With the aid of non-volatile, readable, electrically programmable semiconductor storage elements, such as MNOS transistors or floating-gate transistors, it is possible for information which is changed from time to time, to be electrically stored such that in the event of a supply voltage failure, the information is maintained. Examples of storage cells employing such electrically programmable semiconductor components are disclosed in the German Auslegungsschriften (DE-AS) Nos. 24 42 131, 24 42 132 and 24 42 134.
One of the most simple examples relating to a counter for non-volatile storage is a mechanical counter, as is used, for example, as an operating-hours meter (power-on time meter) or mileage indicator. Such a counter can be regarded as a storage device for an n-bit digital word.
When such a mechanical counter is designed in the form of a binary counter, as an electronic equivalent, the counter must have at least k cells in order to be able to count from 0 to 2.sup.k -1. Additionally, each of the storage cells of this counter would have to contain at least one non-volatile, electrically programmable storage element if the counter reading is to be maintained during or following times when the operating voltage supply has been removed or turned off. The term programmable refers to writing a logical one or a logical zero into the storage element.

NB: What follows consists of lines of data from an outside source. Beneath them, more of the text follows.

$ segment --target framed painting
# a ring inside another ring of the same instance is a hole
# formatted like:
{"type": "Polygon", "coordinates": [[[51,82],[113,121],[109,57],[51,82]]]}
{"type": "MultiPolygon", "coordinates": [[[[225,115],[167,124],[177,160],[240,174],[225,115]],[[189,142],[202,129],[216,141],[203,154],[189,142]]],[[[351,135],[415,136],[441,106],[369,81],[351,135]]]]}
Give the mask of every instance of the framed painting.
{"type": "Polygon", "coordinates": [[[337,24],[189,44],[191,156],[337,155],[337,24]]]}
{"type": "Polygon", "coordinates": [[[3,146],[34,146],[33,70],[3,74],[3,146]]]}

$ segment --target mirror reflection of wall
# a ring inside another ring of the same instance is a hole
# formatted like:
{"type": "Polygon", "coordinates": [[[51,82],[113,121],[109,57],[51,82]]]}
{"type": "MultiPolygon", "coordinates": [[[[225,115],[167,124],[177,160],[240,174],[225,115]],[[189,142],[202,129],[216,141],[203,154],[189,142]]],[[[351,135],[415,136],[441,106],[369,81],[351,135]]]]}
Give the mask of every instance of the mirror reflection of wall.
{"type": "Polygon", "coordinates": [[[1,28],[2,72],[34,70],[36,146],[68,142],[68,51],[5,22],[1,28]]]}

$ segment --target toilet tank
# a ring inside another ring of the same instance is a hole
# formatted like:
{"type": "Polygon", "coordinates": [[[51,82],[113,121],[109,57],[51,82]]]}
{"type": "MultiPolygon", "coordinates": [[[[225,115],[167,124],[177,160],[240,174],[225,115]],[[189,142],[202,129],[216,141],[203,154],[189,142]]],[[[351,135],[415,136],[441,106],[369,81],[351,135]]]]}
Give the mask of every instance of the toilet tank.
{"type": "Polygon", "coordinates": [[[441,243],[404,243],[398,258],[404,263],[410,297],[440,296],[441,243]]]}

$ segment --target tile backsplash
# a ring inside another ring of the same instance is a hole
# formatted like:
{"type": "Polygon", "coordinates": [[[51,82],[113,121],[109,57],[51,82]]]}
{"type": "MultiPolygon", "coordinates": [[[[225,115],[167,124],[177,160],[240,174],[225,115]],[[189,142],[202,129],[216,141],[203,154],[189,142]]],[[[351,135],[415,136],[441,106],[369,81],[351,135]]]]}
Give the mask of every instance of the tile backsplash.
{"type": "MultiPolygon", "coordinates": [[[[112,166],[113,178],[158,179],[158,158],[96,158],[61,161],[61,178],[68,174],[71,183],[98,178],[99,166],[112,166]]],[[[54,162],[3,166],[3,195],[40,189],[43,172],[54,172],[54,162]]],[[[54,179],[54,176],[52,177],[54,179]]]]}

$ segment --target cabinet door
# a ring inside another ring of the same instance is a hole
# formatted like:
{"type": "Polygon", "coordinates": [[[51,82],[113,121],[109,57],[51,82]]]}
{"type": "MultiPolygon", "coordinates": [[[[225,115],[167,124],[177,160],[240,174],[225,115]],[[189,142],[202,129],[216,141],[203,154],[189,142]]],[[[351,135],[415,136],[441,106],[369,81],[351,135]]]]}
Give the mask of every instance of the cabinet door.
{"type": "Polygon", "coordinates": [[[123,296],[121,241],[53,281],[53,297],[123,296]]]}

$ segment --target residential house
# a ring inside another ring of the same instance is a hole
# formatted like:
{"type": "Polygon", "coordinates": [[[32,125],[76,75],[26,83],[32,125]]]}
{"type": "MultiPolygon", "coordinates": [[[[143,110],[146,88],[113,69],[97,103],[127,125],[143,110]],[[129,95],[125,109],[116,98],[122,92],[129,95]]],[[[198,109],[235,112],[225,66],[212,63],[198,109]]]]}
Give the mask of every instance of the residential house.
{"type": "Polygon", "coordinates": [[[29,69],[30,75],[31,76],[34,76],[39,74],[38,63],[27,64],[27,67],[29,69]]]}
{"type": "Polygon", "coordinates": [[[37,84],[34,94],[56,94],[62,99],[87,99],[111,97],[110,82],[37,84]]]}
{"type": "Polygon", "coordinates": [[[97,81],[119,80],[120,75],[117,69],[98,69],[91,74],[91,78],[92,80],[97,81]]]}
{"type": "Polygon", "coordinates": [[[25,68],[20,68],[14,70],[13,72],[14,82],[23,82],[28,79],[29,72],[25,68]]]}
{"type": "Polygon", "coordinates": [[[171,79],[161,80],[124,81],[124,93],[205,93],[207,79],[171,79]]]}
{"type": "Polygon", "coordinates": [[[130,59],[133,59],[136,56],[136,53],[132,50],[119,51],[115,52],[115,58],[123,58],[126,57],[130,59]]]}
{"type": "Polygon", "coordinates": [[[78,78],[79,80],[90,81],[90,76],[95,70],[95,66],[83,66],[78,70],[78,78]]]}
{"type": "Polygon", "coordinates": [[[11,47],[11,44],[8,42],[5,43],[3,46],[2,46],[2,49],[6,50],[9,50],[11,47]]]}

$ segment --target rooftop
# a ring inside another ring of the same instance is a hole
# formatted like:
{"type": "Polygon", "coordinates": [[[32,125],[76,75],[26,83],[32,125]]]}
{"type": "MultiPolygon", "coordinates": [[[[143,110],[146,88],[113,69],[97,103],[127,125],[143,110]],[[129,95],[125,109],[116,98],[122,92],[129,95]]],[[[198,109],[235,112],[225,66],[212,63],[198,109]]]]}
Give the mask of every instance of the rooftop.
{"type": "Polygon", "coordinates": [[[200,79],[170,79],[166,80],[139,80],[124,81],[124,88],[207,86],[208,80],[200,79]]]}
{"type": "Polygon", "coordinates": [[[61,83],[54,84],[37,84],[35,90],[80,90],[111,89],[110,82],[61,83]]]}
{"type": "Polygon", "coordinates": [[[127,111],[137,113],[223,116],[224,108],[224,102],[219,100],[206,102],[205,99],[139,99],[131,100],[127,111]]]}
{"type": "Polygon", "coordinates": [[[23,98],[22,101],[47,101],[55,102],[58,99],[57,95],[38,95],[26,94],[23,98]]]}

Non-volatile, readable semiconductor storage elements, such as MNOS field-effect transistors or alternately field-effect transistors with a gate electrode floating with respect to a potential, are known to have the property that the storage capability thereof decreases as the number of programming operations increases, with this being referred to as a degradation. As a result, only a limited number of programming cycles is possible. When such non-volatile storage elements are used in a counter, each incoming counting pulse requires that the storage elements have logical ones or zeros written therein in accordance with the code or counting sequence of the counter. Because the above noted non-volatile storage elements can be written into or erased only a limited number of times, a problem may be encountered if a binary counter having a larger number of stages or bits is to be implemented therewith. The problem is due to the fact that in the binary counting sequence, the least significant bits change much more often than do the most significant bits. Thus, the number of times a given non-volatile storage element an be written into imposes an upper limit on the size of the binary number that can be stored in a binary counter formed with such elements.
A simple binary counter employing electrically programmable semiconductor storage cells, with respect to the aforementioned degradation of the programmable storage elements, has the following two disadvantages:
(a) because of the binary code, the number of programming steps is higher than the number of counting steps. When a carry occurs, at least two stages have to change their contents; altogether, the number programming steps is approximately twice as high as that of the counting steps;
(b) the least significant bit (LSB) is most often programmed. At every counting step the least significant bit must change state. This alone determines the maximum number to be stored.